There is a shortage of power.
And I would say, sorry, it's a long answer.
I would say back to them, it's kind like Chicken Little and the sky is falling.
We've heard that for years and years, but yet the growth still comes.
So sometimes, you know, these things don't square up, but you're not wrong about that.
At some point there is a tipping point.
I don't know where it is, but it's probably coming.
- Well, ever since my tenure as mayor in '95, the growth came, and we're now having, what, a thousand people a week move to this region.
- Is it a thousand a week?
- It's what I'm hearing, a thousand a week.
- That seems a little rich, but... - There's four times 12, and that's about what's happening right now.
I mean, sorry, four times... Yeah, that's correct.
- I know what you... even though I did know what you mean there, it's the Governor McCrory to English.
- But the issue is gonna be the economy as it relates to infrastructure and water and sewer needs, power needs, road needs.
Where's the money gonna come from?
- Well, and where's the public commitment going to come from for the infrastructure around it?

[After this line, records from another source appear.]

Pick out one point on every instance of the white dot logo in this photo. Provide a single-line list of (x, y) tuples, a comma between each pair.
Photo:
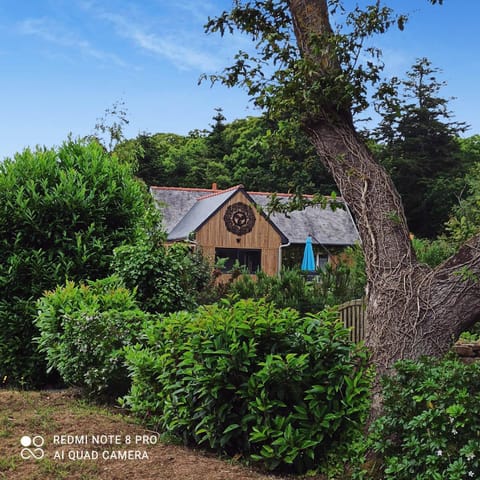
[(26, 441), (37, 452)]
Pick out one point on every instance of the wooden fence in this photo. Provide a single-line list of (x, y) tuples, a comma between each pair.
[(353, 316)]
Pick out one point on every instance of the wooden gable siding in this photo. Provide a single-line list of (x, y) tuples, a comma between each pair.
[(213, 234)]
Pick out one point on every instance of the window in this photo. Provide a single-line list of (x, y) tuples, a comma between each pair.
[(250, 259)]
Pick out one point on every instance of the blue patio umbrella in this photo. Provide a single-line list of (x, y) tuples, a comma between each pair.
[(308, 262)]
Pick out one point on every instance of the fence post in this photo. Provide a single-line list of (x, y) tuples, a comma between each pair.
[(353, 316)]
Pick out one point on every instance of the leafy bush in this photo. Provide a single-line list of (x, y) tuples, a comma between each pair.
[(292, 288), (62, 212), (166, 279), (431, 421), (247, 378), (433, 252), (289, 289), (83, 330)]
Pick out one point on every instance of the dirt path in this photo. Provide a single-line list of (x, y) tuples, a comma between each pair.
[(77, 441)]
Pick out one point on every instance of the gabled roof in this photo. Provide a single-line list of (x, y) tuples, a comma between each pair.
[(185, 210), (199, 213)]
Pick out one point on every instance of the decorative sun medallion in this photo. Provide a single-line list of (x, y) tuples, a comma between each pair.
[(239, 218)]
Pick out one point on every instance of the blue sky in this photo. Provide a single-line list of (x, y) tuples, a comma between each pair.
[(63, 62)]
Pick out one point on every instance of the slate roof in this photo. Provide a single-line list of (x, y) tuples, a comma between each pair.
[(186, 209)]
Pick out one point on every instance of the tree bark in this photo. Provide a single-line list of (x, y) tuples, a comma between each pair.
[(412, 310)]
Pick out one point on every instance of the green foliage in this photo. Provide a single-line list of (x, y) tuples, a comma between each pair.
[(332, 72), (258, 153), (166, 279), (62, 212), (419, 147), (431, 421), (83, 330), (433, 252), (293, 288), (247, 378), (289, 289), (465, 220)]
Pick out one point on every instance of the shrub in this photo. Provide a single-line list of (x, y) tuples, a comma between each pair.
[(292, 288), (431, 421), (83, 330), (166, 279), (247, 378), (433, 252), (289, 289), (62, 212)]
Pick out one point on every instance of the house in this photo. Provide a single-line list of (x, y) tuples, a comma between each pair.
[(228, 224)]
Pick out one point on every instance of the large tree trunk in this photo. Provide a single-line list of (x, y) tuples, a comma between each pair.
[(412, 310)]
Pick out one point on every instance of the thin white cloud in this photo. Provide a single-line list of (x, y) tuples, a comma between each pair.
[(171, 47), (54, 33)]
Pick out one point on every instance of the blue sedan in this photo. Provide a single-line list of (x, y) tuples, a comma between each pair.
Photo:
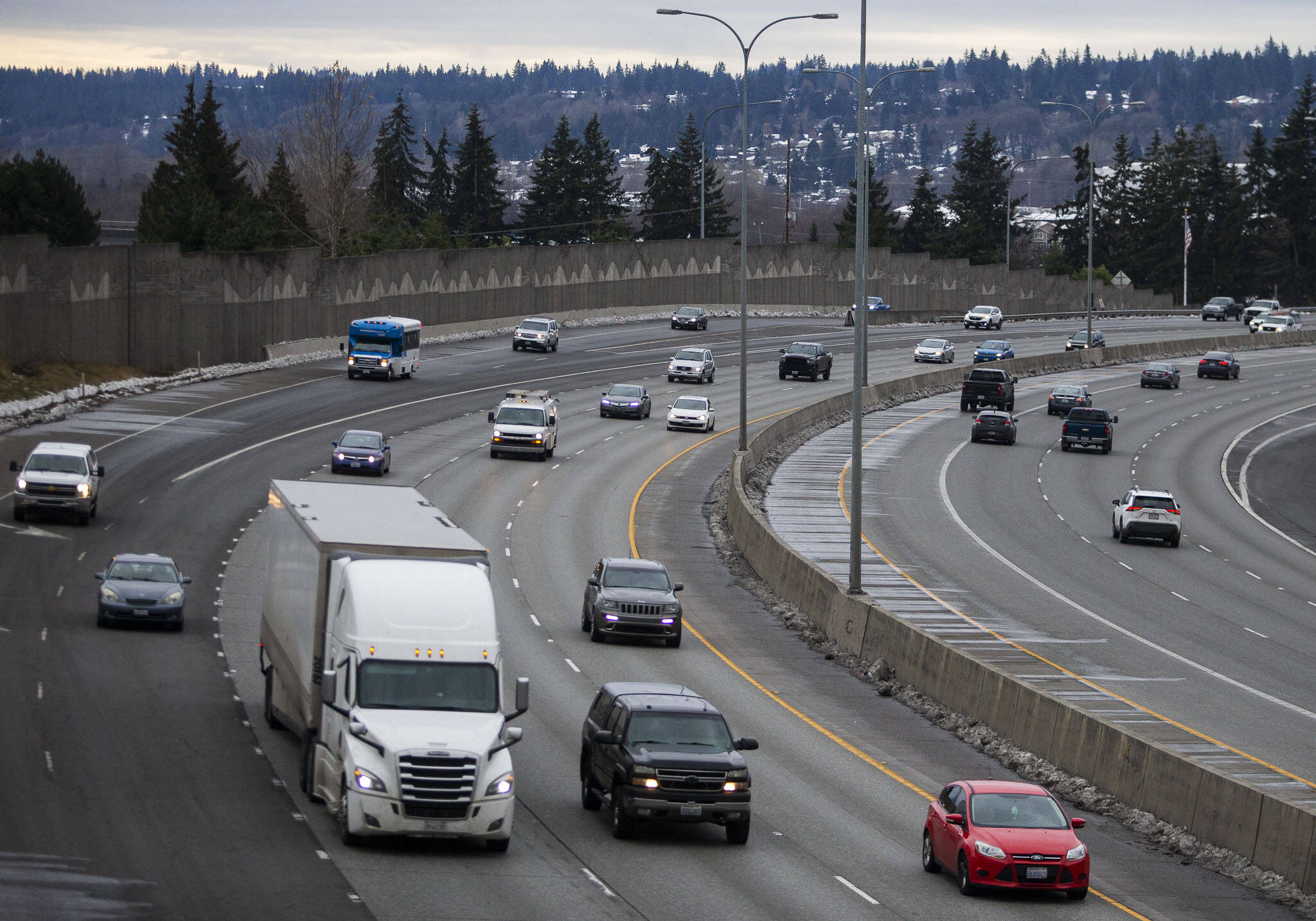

These are high-class problems, but we truly have to deal with it.
You can drive the corridor, as you know, between Charlotte and Columbia and see Scout Motors coming out of the ground down there and, you know, approaching being open, and it's a massive project, and it's only one of several massive projects.
So it will tax the system, no pun intended, but it will tax the system.
- And I think the question will be in the future: will we continue to give economic incentives to new industry coming here?
Because we'd rather have growing pains than dying pains.
But if we grow too fast beyond our infrastructure, there could be more NIMBY battles, for example, with data centers.
- Right, I agree, yes.
- So in the remaining two minutes here, the future of the Carolinas regarding the economic development and growth and the economy.
- Yeah, it's bright.
It is bright.
I think there are challenges.
Housing, structure, and here's another one: childcare.
You know, people write that off as being, well, that's a family community issue.
Not so much.
It certainly is that, but I think the childcare issue has gotta be worked out.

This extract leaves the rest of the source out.